Religious melancholy. A few miles east, Piskie clergy and laity are gathered to elect a new Bishop. Some delegates are live-tweeting the event under the hashtag #Diomass,  an twitter stream that's an oddly miscible admixture of gently ironic snark and sincere invocations of the Holy Spirit. You might guess wherein my own affinities lie.

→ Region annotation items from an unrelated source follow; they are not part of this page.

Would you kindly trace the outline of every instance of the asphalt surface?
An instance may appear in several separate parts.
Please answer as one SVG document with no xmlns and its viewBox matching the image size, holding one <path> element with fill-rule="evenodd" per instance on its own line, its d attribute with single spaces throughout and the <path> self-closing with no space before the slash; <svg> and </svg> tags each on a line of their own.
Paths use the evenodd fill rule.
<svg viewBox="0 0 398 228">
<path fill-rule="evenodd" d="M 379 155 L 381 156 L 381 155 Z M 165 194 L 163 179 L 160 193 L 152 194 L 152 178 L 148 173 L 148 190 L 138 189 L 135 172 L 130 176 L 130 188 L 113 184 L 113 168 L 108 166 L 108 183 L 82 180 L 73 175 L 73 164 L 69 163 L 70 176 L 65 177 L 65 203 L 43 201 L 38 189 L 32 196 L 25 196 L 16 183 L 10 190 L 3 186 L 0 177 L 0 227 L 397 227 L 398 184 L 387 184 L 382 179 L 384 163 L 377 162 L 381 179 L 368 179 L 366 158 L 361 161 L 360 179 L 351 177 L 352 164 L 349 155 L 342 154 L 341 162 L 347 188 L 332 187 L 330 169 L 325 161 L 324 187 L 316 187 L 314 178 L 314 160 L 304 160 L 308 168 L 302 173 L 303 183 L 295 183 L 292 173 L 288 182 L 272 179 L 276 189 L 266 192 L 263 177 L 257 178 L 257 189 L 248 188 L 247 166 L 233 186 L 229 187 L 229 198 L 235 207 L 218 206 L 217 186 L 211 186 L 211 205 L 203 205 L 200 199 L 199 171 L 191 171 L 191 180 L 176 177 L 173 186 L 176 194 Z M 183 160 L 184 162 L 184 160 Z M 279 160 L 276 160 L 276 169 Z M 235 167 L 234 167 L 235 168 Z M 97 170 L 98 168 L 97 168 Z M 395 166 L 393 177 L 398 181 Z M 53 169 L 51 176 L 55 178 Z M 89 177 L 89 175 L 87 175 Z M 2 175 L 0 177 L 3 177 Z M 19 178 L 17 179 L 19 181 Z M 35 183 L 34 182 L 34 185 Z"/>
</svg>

Bishop Tom Shaw, an SSJE brother who has been undergoing treatment for brain cancer, is retiring. He's awesome, not least for being a celibate monk; having someone with the gravitas of a monastic as Bishop has been an anchor for me in my conflicted sojourn among the Piskies. The other two bishops that I have experienced have been over-prone to whipping out guitars and/or insisting on chipper sing-alongs.

I watched the walkabout interview videos of the seven candidates. Much to my chagrin the candidate that seemed most delightfully engaging (and who was said to have recited George Herbert's "Love" at another session) pulled a singalong during his taped interview. I groaned inwardly, trying to forgive, trying to keep the others straight.


Of course, I have no vote, which is just as well. My criteria (judging from my reactions to the videos) are, at best, suspect, at worst simply silly. I liked the candidate who changed "Damascus moment" to "Emmaeus moment." I wanted another candidate to be my Mom. One candidate's hand gestures annoyed me, as did another's soul-bearing; one's curly hair distracted me, and one I seemed to keep forgetting. And they're all upstanding family men and women, full of piety and administrative acumen,  and none are monks.  And none of them at all mentioned weeds.

And then there's the matter of the Archbishop. No, not the presiding Bishop (whose squishiness has also annoyed me), but the Archbishop of Canterbury himself, Justin Welby, ex-oilman and evangelical, now at the helm of the thing called the Anglican Communion.  At least Rowan Williams, for all his wafflings,  had theological and scholarly gravitas. And kick-ass eyebrows.  The new dude, yesterday, claimed that gay marriage must not be allowed in the Church of England because it will cause Africans to kill African Christians in the belief that that the Christians will "turn them into homosexuals," referencing a mass grave of 369 Christians in South Sudan, all supposedly killed for that reason, and referencing other gravesides of African Christians where he'd stood,  of people "attacked because of something (ecclesial) that had happened in America."



That may have been my own Damascus moment with respect to organized religion.


(Emmaeus man on the first ballot, but a long way to go.)


So, long story short, I found my hat, better than new after its multiple immersions, hanging out to dry on a branch by the dirty brook. And long story short, it's Lent and I am falling head over heels into what's becoming my yearly Lenten apostasy.


But as lost and invisible as I become, I will always have a home among the weeds.